DIRTY LITERATURE
Karl Holmqvist and Will Holder
National Portrait Gallery, London
Thursday 12 May 2011, 7 PM
Karl Holmqvist, Change your Face
If one takes the act of portraiture as heresy, then surely any visit to the National Portrait Gallery must be thought to bring one to the heart of the scene of the
crime. Swedish artist Karl Holmqvist's work deals with the relation between language and image, figuration and abstraction - relationships he has explored over the last
twenty years. For the specifically commissioned artist's talk,
Change Your Face, Holmqvist elaborates on his mostly language-based visual arts practice, and how elements
such as repetition and rhythm in language may bring us closer to concerns more often thought of in relation to images.

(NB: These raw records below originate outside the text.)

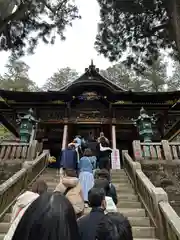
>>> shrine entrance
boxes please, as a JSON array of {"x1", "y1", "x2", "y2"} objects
[{"x1": 68, "y1": 123, "x2": 111, "y2": 145}]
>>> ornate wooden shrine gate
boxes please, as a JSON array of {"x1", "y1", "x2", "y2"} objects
[{"x1": 0, "y1": 61, "x2": 179, "y2": 158}]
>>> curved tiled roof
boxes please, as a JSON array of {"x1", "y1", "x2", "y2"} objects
[{"x1": 58, "y1": 60, "x2": 126, "y2": 92}]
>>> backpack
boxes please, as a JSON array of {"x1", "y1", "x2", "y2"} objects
[{"x1": 64, "y1": 182, "x2": 84, "y2": 214}]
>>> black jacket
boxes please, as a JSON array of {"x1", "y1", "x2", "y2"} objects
[
  {"x1": 77, "y1": 208, "x2": 117, "y2": 240},
  {"x1": 108, "y1": 183, "x2": 118, "y2": 205}
]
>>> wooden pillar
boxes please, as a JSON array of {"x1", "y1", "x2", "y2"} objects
[
  {"x1": 62, "y1": 125, "x2": 68, "y2": 150},
  {"x1": 112, "y1": 125, "x2": 116, "y2": 149}
]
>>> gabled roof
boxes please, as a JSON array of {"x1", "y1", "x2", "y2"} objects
[{"x1": 58, "y1": 60, "x2": 126, "y2": 92}]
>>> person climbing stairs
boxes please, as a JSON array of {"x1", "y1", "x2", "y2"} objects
[
  {"x1": 0, "y1": 168, "x2": 159, "y2": 240},
  {"x1": 84, "y1": 169, "x2": 159, "y2": 240},
  {"x1": 0, "y1": 168, "x2": 59, "y2": 240}
]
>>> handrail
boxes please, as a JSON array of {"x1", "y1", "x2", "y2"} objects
[
  {"x1": 159, "y1": 202, "x2": 180, "y2": 239},
  {"x1": 122, "y1": 150, "x2": 180, "y2": 240},
  {"x1": 0, "y1": 150, "x2": 49, "y2": 220}
]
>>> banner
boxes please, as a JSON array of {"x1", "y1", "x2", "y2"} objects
[{"x1": 111, "y1": 149, "x2": 121, "y2": 169}]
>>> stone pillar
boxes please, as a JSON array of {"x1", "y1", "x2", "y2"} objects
[
  {"x1": 133, "y1": 140, "x2": 143, "y2": 161},
  {"x1": 62, "y1": 125, "x2": 68, "y2": 150},
  {"x1": 112, "y1": 125, "x2": 116, "y2": 149},
  {"x1": 161, "y1": 140, "x2": 172, "y2": 160}
]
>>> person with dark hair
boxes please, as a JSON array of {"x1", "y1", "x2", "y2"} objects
[
  {"x1": 78, "y1": 187, "x2": 117, "y2": 240},
  {"x1": 96, "y1": 137, "x2": 112, "y2": 171},
  {"x1": 108, "y1": 212, "x2": 133, "y2": 240},
  {"x1": 4, "y1": 180, "x2": 48, "y2": 240},
  {"x1": 78, "y1": 148, "x2": 96, "y2": 206},
  {"x1": 9, "y1": 192, "x2": 80, "y2": 240},
  {"x1": 31, "y1": 179, "x2": 48, "y2": 195},
  {"x1": 54, "y1": 168, "x2": 84, "y2": 218},
  {"x1": 95, "y1": 169, "x2": 118, "y2": 205},
  {"x1": 94, "y1": 179, "x2": 117, "y2": 213},
  {"x1": 97, "y1": 132, "x2": 109, "y2": 145}
]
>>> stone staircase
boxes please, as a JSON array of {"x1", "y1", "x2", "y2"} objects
[
  {"x1": 111, "y1": 169, "x2": 159, "y2": 240},
  {"x1": 0, "y1": 168, "x2": 159, "y2": 240}
]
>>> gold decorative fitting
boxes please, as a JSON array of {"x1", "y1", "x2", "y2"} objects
[
  {"x1": 166, "y1": 100, "x2": 174, "y2": 104},
  {"x1": 51, "y1": 100, "x2": 64, "y2": 104}
]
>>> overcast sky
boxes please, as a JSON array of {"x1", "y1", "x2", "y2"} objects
[
  {"x1": 0, "y1": 0, "x2": 113, "y2": 87},
  {"x1": 0, "y1": 0, "x2": 174, "y2": 88}
]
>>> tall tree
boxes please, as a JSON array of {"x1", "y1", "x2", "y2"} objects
[
  {"x1": 0, "y1": 0, "x2": 80, "y2": 56},
  {"x1": 95, "y1": 0, "x2": 180, "y2": 72},
  {"x1": 167, "y1": 61, "x2": 180, "y2": 91},
  {"x1": 43, "y1": 67, "x2": 79, "y2": 91},
  {"x1": 142, "y1": 58, "x2": 167, "y2": 92},
  {"x1": 0, "y1": 56, "x2": 38, "y2": 91},
  {"x1": 100, "y1": 63, "x2": 147, "y2": 91}
]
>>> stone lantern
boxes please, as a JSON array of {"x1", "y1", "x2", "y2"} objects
[
  {"x1": 132, "y1": 107, "x2": 157, "y2": 157},
  {"x1": 17, "y1": 108, "x2": 38, "y2": 143}
]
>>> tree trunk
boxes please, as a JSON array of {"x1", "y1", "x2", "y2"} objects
[{"x1": 166, "y1": 0, "x2": 180, "y2": 58}]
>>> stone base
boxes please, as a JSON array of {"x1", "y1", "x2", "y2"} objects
[{"x1": 141, "y1": 160, "x2": 180, "y2": 216}]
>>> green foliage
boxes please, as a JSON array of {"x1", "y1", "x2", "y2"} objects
[
  {"x1": 100, "y1": 64, "x2": 147, "y2": 91},
  {"x1": 100, "y1": 57, "x2": 179, "y2": 92},
  {"x1": 95, "y1": 0, "x2": 179, "y2": 72},
  {"x1": 142, "y1": 58, "x2": 167, "y2": 92},
  {"x1": 0, "y1": 56, "x2": 38, "y2": 91},
  {"x1": 43, "y1": 67, "x2": 79, "y2": 91},
  {"x1": 0, "y1": 0, "x2": 80, "y2": 56},
  {"x1": 167, "y1": 61, "x2": 180, "y2": 91}
]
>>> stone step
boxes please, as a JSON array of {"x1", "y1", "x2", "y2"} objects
[
  {"x1": 0, "y1": 234, "x2": 5, "y2": 240},
  {"x1": 0, "y1": 222, "x2": 9, "y2": 233},
  {"x1": 117, "y1": 193, "x2": 138, "y2": 201},
  {"x1": 111, "y1": 174, "x2": 128, "y2": 178},
  {"x1": 114, "y1": 183, "x2": 132, "y2": 188},
  {"x1": 127, "y1": 217, "x2": 150, "y2": 227},
  {"x1": 111, "y1": 172, "x2": 127, "y2": 177},
  {"x1": 117, "y1": 201, "x2": 141, "y2": 208},
  {"x1": 116, "y1": 187, "x2": 135, "y2": 193},
  {"x1": 111, "y1": 175, "x2": 127, "y2": 179},
  {"x1": 112, "y1": 178, "x2": 130, "y2": 183},
  {"x1": 84, "y1": 208, "x2": 146, "y2": 217},
  {"x1": 41, "y1": 175, "x2": 60, "y2": 181},
  {"x1": 118, "y1": 208, "x2": 146, "y2": 217},
  {"x1": 132, "y1": 226, "x2": 156, "y2": 238}
]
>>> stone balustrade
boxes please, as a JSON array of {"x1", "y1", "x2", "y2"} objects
[
  {"x1": 122, "y1": 150, "x2": 180, "y2": 240},
  {"x1": 133, "y1": 140, "x2": 180, "y2": 161},
  {"x1": 0, "y1": 150, "x2": 49, "y2": 220},
  {"x1": 0, "y1": 140, "x2": 43, "y2": 162}
]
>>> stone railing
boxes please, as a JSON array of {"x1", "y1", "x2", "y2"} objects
[
  {"x1": 122, "y1": 150, "x2": 180, "y2": 240},
  {"x1": 133, "y1": 140, "x2": 180, "y2": 161},
  {"x1": 0, "y1": 140, "x2": 42, "y2": 162},
  {"x1": 0, "y1": 150, "x2": 49, "y2": 219}
]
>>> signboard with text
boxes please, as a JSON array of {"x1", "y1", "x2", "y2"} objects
[{"x1": 111, "y1": 149, "x2": 121, "y2": 169}]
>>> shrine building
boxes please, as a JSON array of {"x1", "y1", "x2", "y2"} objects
[{"x1": 0, "y1": 61, "x2": 179, "y2": 158}]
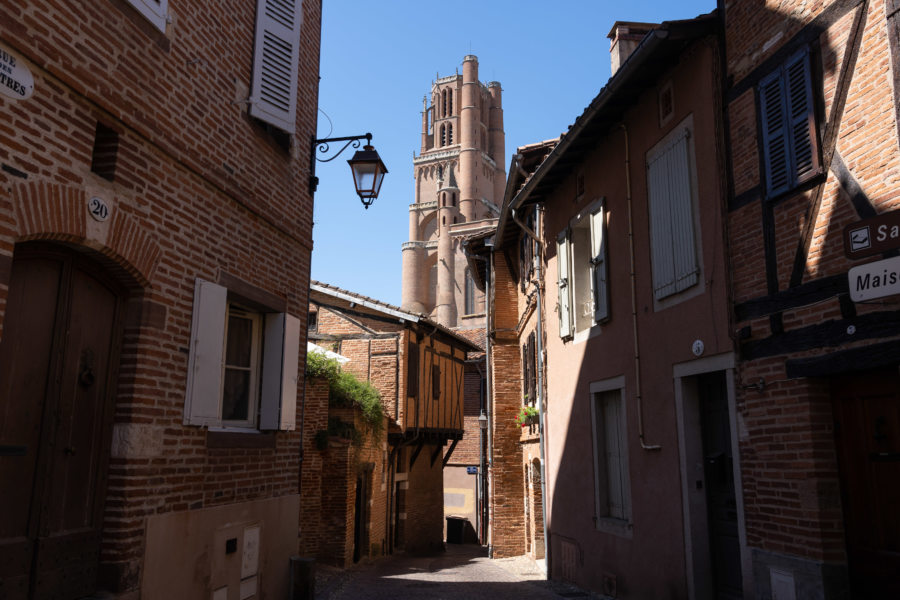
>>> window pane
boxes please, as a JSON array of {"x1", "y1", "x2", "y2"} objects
[
  {"x1": 226, "y1": 315, "x2": 253, "y2": 367},
  {"x1": 223, "y1": 368, "x2": 250, "y2": 421}
]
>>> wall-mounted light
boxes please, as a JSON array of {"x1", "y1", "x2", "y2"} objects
[{"x1": 310, "y1": 133, "x2": 388, "y2": 209}]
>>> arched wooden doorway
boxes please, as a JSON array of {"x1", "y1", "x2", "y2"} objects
[{"x1": 0, "y1": 243, "x2": 127, "y2": 599}]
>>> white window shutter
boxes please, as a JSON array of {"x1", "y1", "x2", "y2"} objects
[
  {"x1": 557, "y1": 231, "x2": 573, "y2": 338},
  {"x1": 127, "y1": 0, "x2": 168, "y2": 31},
  {"x1": 250, "y1": 0, "x2": 303, "y2": 132},
  {"x1": 647, "y1": 129, "x2": 699, "y2": 299},
  {"x1": 589, "y1": 203, "x2": 609, "y2": 323},
  {"x1": 184, "y1": 279, "x2": 227, "y2": 426},
  {"x1": 260, "y1": 313, "x2": 299, "y2": 430}
]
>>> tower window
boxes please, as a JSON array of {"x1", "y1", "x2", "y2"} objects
[
  {"x1": 440, "y1": 124, "x2": 446, "y2": 147},
  {"x1": 448, "y1": 124, "x2": 453, "y2": 145},
  {"x1": 448, "y1": 90, "x2": 453, "y2": 116}
]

Will Holder, Simon Amstell's Do Nothing
Working as a designer, artist, editor and writer, Holder makes publications, using conversation as a model for production and documentation. He approaches language as a
ready-made, reproducing existing texts to emphasize the construction and negotiation of meaning. On May 12th, Holder continues a series of publications dedicated to single
mothers. Previous readings have complicated Adam Pendleton's 'Black Dada' and Alice Notley's 'Dr. Williams' Heiresses', in favour of an intensified reception of the gendered
subject positioned in them.
About the artists
Karl Holmqvist works in a variety of mediums that include drawings and collage, performances and artist's books often dealing with different representations of language.
Recent solo shows include:
I'll Make the World Explode at Galerie Giti Nourbakhsch, Berlin and
Interview with the Vampire at Gaga Arte Contemporaneo, Mexico City (2009);
Recent group shows include: Frieze projects together with Ei Arakawa, during frieze Art fair 2011, Manifesta 8, Carthagena, Spain,
27 Senses at Chisenhale
and
poor.old.tired.horse, at ICA, London (2009); This year Holmqvist will participate in the group exhibition
IllumiNazioni, part of the 54th Venice biennial.
Will Holder's work as a writer, editor and typographer collapses the usual distinction of these various roles into one of design, creating not only a prolific
production model but also a self-reflexive discussion that starts with print and form. Holder is editor of
F.R.DAVID, a bi-annual journal concerned with the
position of writing in the arts; published by de Appel art centre (NL) since 2007; and has been working with musicologist Alex Waterman since 2004 on
Yes, But is it Edible?, a scored biography of American composer Robert Ashley.